Il 10 marzo 1966, a Madrid, l’Olimpia andò al riposo avanti di sette contro i campioni in carica guidati da Clifford Luyk, americano naturalizzato, un fenomeno che si sarebbe poi stabilito definitivamente in Spagna. Complice un arbitraggio discutibile nella ripresa, il Real rimontò e vinse di cinque, 71-66. Ma il ritorno, ultima giornata del gironcino, in palio le Final Four, era in Piazza Stuparich, al Palalido. E dopo un primo tempo difficile, il Simmenthal dilagò andando a vincere 93-76. Bradley segnò 21 punti ma per una sera a rubare la scena fu il grande scorer veneziano, Gabriele Vianello. Il mancino terribile segnò 40 punti.

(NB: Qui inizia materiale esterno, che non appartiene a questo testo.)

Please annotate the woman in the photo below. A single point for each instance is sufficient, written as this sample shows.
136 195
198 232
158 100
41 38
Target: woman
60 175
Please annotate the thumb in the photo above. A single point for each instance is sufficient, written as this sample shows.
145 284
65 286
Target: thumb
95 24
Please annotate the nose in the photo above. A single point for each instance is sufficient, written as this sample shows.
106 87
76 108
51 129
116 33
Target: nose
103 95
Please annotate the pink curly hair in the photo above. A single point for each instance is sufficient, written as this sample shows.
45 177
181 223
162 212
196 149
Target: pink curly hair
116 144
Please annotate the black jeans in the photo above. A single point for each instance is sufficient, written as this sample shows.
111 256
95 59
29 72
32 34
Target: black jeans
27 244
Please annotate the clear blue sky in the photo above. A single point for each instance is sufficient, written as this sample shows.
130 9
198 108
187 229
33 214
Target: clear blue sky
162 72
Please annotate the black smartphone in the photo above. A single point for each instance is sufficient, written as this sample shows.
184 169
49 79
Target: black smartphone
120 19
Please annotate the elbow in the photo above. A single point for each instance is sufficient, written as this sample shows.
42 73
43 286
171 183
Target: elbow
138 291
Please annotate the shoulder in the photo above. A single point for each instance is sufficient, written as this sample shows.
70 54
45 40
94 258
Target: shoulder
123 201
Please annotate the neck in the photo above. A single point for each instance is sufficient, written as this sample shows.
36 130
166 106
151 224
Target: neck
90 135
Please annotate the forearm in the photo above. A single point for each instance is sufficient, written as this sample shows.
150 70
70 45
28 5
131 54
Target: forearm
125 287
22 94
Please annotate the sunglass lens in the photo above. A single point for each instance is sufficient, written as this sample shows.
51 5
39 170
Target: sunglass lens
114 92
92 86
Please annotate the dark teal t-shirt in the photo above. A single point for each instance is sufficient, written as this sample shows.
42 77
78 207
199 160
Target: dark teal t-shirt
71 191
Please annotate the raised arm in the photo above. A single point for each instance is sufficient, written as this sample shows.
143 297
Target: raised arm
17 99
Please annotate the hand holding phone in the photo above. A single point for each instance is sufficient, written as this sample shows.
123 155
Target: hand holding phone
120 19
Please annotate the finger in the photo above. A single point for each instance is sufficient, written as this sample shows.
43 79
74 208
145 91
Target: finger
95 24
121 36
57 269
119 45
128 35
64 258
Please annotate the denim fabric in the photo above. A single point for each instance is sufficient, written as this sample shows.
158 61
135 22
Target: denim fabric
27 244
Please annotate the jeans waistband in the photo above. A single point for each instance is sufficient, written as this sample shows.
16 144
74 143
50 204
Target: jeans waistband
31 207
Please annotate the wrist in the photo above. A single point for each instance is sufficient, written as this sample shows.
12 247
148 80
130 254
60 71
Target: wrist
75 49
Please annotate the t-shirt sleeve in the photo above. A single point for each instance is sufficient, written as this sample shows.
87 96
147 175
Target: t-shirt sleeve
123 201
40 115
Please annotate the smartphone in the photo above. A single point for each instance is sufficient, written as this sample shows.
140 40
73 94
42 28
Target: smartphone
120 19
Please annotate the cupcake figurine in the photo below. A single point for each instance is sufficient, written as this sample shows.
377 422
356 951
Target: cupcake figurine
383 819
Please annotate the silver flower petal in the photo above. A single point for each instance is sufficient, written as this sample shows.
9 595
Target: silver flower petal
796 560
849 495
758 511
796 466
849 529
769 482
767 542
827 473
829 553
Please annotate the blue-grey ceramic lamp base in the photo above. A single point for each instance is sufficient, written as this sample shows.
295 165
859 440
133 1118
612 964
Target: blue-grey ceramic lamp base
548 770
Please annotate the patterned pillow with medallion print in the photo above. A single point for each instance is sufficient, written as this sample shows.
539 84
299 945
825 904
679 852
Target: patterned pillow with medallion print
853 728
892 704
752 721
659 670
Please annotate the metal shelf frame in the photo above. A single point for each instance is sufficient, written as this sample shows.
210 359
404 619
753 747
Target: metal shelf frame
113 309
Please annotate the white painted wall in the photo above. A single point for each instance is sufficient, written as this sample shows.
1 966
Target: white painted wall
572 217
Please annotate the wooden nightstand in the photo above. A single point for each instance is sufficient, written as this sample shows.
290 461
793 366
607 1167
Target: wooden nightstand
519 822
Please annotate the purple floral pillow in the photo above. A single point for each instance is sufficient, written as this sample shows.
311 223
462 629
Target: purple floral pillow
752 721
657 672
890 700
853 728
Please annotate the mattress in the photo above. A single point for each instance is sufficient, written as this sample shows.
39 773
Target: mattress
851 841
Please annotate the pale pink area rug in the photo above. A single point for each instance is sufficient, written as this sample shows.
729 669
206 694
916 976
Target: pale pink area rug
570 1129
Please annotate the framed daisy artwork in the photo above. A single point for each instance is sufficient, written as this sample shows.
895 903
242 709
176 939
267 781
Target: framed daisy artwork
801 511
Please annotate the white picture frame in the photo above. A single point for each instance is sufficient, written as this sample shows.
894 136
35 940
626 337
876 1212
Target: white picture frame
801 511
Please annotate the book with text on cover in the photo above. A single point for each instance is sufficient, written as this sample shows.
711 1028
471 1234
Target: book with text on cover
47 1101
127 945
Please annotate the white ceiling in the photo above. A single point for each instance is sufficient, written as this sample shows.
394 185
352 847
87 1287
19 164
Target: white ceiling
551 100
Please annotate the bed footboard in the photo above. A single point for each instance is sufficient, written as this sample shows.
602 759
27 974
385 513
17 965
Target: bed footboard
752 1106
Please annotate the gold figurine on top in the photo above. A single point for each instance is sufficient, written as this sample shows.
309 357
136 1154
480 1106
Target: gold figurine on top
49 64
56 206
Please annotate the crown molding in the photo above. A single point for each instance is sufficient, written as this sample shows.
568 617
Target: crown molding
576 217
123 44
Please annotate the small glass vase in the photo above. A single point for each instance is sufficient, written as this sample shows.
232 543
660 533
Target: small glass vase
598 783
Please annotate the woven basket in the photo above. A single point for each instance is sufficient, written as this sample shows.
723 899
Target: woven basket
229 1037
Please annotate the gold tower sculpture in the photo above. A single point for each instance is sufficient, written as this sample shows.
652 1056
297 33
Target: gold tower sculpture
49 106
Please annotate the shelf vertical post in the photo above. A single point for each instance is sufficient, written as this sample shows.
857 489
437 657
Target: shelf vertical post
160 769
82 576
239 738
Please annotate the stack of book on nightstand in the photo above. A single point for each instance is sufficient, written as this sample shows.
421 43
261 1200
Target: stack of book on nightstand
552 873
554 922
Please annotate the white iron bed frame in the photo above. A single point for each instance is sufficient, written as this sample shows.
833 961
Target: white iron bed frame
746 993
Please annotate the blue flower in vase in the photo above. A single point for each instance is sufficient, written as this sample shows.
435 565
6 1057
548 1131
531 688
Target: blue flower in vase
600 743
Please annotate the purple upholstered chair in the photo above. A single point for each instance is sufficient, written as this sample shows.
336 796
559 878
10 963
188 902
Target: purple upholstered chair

Eliminato il Real Madrid, la Coppa dei Campioni, da assegnarsi a Bologna, diventò un obiettivo concreto. L’Olimpia giocò la semifinale contro il CSKA Mosca (Bradley ne fece altri 20) e conquistò la finale dell’1 aprile 1966 a Piazza Azzarita, nel tempio del basket bolognese contro lo Slavia Praga. Il basket ceko a quell’epoca – e sarebbe stato così fino a metà degli anni ’80 – era un basket importante anche e soprattutto a livello di nazionali. Lo Slavia era fortissimo con Zednicek e Jiri Zidek. Ma l’Olimpia sentiva di aver scollinato, di aver risolto molti problemi già contro il Real Madrid nei quarti e di certo temeva più il CSKA in semifinale (anche se lo Slavia nel girone eliminatorio aveva battuto il Simmenthal a Praga e anche nettamente). Skip Thoren e Vianello segnarono 21 punti a testa in finale, Bradley ne aggiunse 14 e per la prima volta nella storia una squadra italiana si issò sul tetto d’Europa. “Ho giocato 13 anni al Simmenthal e ho vinto nove scudetti – racconta Pieri – ma quello fu il momento più alto della mia carriera, della nostra storia. Eravamo un gruppo vero, stavamo bene assieme ed eravamo amici. Questo ci dava una marcia in più. Quella sera festeggiammo per le strade di Bologna bevendo champagne direttamente dalla coppa. Nessuna squadra italiana aveva mai fatto nulla di simile”, ha detto il Capitano, Pieri. Quella Coppa dei Campioni compie oggi 54 anni.